It's a lucky fishing hat from now on, even got the gold cap fishing hook on it now. 
Those pliers are awesome and those hooks are gonna catch him a winning fish next year for sure. I'll yak the baits.


----------



## jagarcia10 (Mar 10, 2011)

justletmein said:


> I saw you grab that Saltist combo, I wanted that one BAD! Congrats man. :cheers:
> 
> Those door prizes drove me nuts! Danced all over my numbers and never hit... I had one ticket they called the number directly before it, and the 3 numbers directly after it. My other ticket they called the number directly after it and then jumped all over within several numbers before and after it. Argh!!!!!


Thanks. Thats sucks man, it was like that for me but finally my numbers started hitting.

It was my first time to enter the tournament. Although the conditions sucked it was still pretty cool. Lots of nice trucks and some hardcore fisherman. We pulled anchor on Saturday evening and headed off the beach.

Our baits wern't sticking and the ones that were sticking were getting burried in the sand making it almost impossible to get them back. We had some nice baits out that never got touched. The whiting were eating our cut skipjack and the skipjack was eating our cut whiting!


----------



## justletmein (Feb 11, 2006)

WHAT said:


> Thanks. Thats sucks man, it was like that for me but finally my numbers started hitting.
> 
> It was my first time to enter the tournament. Although the conditions sucked it was still pretty cool. Lots of nice trucks and some hardcore fisherman. We pulled anchor on Saturday evening and headed off the beach.
> 
> Our baits wern't sticking and the ones that were sticking were getting burried in the sand making it almost impossible to get them back. We had some nice baits out that never got touched. The whiting were eating our cut skipjack and the skipjack was eating our cut whiting!


We saw a LOT of trucks heading North on Saturday, constant stream for several hours it seems. I was beginning to freak out over how many trucks were actually South of us, must have been crowded down there. We stuck it out and I was planning to fish late into the night on Saturday with JC but my energy reserves bottomed out hard right as conditions started to improve later that night and I had to cave in to the tent.


----------



## PBD539 (May 4, 2010)

Greatwhite said:


> is this Shawn?


Yep its me!



jc said:


> thanks to Shoal Patrol and all other sponsors... I won dik in door prizes as usual but my boy walked with some $80 Evolution pliers, a buncha 20/0 circles and a Zebco hat... he loves that hat!


Thanks JC! We are going to be a gold sponsor next year!! It made my day, all the great comments about our rods. We will have several more next year as well as some "bling'd out" Shoal Patrol _Chick Sticks!!_

Shawn


----------



## Greatwhite (Mar 28, 2011)

Ha, good stuff man.

Yeah, south was crowded bad as usual. I figured by now people would have learned that that area is the first to start loading up.
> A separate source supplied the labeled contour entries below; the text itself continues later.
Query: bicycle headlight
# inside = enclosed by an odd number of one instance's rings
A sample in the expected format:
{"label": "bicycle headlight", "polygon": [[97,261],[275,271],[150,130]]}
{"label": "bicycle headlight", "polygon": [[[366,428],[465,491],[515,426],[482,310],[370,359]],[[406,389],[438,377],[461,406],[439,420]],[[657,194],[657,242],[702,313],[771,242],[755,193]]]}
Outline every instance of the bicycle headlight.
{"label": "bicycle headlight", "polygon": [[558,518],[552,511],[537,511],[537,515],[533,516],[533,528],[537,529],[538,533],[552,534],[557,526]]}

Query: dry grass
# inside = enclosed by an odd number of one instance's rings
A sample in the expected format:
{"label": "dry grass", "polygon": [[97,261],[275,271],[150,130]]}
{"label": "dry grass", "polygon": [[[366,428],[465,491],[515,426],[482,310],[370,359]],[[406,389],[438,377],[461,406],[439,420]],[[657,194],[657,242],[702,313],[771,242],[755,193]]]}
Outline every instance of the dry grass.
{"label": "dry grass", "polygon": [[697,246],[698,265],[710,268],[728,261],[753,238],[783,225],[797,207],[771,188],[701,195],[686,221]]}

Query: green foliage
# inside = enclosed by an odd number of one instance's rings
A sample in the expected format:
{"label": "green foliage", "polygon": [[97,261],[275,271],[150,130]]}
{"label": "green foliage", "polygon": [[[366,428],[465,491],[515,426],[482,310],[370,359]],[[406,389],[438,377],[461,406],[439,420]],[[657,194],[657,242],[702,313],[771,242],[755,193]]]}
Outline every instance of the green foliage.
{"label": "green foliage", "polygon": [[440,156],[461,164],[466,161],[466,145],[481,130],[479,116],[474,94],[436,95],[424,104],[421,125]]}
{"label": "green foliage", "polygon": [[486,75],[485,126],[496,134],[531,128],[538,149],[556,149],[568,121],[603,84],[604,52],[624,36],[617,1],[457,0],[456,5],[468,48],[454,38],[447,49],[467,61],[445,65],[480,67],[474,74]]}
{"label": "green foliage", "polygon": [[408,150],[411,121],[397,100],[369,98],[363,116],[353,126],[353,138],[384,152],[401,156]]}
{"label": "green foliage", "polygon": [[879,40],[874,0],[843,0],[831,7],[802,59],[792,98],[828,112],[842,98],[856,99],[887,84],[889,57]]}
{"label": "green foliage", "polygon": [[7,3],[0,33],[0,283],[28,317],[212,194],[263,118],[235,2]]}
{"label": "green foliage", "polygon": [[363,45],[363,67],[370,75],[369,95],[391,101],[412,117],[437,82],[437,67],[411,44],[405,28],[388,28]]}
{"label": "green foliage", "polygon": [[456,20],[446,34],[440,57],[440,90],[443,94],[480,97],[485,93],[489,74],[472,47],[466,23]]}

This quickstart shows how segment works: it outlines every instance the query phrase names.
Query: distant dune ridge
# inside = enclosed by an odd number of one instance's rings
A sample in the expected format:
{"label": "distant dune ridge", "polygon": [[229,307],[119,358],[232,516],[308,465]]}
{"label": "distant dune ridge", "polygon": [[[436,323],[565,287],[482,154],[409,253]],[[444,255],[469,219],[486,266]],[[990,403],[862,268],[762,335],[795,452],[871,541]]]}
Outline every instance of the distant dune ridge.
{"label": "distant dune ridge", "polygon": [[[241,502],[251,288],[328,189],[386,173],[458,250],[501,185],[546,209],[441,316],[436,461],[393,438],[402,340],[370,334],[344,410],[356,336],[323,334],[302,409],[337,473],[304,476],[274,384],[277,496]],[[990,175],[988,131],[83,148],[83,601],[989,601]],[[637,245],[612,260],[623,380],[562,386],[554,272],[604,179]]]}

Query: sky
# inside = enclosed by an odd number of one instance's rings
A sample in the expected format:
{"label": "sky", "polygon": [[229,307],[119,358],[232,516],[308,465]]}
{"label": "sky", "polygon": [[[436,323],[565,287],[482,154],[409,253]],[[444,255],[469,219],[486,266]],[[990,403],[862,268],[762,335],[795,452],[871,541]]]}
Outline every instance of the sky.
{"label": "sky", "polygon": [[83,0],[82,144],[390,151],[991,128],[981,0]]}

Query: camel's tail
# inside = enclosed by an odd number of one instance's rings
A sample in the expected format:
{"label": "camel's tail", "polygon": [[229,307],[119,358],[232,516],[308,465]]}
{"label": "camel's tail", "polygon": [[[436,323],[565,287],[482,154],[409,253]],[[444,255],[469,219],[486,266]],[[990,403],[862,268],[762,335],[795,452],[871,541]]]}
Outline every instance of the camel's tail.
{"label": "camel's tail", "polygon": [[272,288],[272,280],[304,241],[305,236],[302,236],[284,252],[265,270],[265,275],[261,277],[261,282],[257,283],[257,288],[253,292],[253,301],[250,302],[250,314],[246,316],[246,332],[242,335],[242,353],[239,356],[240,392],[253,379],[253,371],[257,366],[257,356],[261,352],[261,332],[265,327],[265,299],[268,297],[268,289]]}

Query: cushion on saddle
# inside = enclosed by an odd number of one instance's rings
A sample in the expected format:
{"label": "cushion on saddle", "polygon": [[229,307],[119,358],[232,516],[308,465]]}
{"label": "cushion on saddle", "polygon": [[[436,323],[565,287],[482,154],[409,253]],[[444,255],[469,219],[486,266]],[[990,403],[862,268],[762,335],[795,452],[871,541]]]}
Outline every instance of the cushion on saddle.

We had a decent position and showed up on a decent location, only to have someone set up right on top of us. 

Such is sharkathon. Oh well, it was fun


----------



## justletmein (Feb 11, 2006)

Greatwhite said:


> Ha, good stuff man.
> 
> Yeah, south was crowded bad as usual. I figured by now people would have learned that that area is the first to start loading up. We had a decent position and showed up on a decent location, only to have someone set up right on top of us.
> 
> Such is sharkathon. Oh well, it was fun


I drove all the way to the high 30's on Thursday, setup camp, drove all the way back to base camp to get in line for numbers, drove all the way back to camp to sleep for 3 hours, drove all the way back to base camp for registration, drove all the way back out to camp to start fishing. 2 hours later I've got 3 trucks setting up camp 75 yards from me and a single truck 100 yards behind me. LOL FML. Next year I'm gonna sleep in at the 5mm and drive down and just pull up next to some random person, introduce myself, and start fishing. LOL...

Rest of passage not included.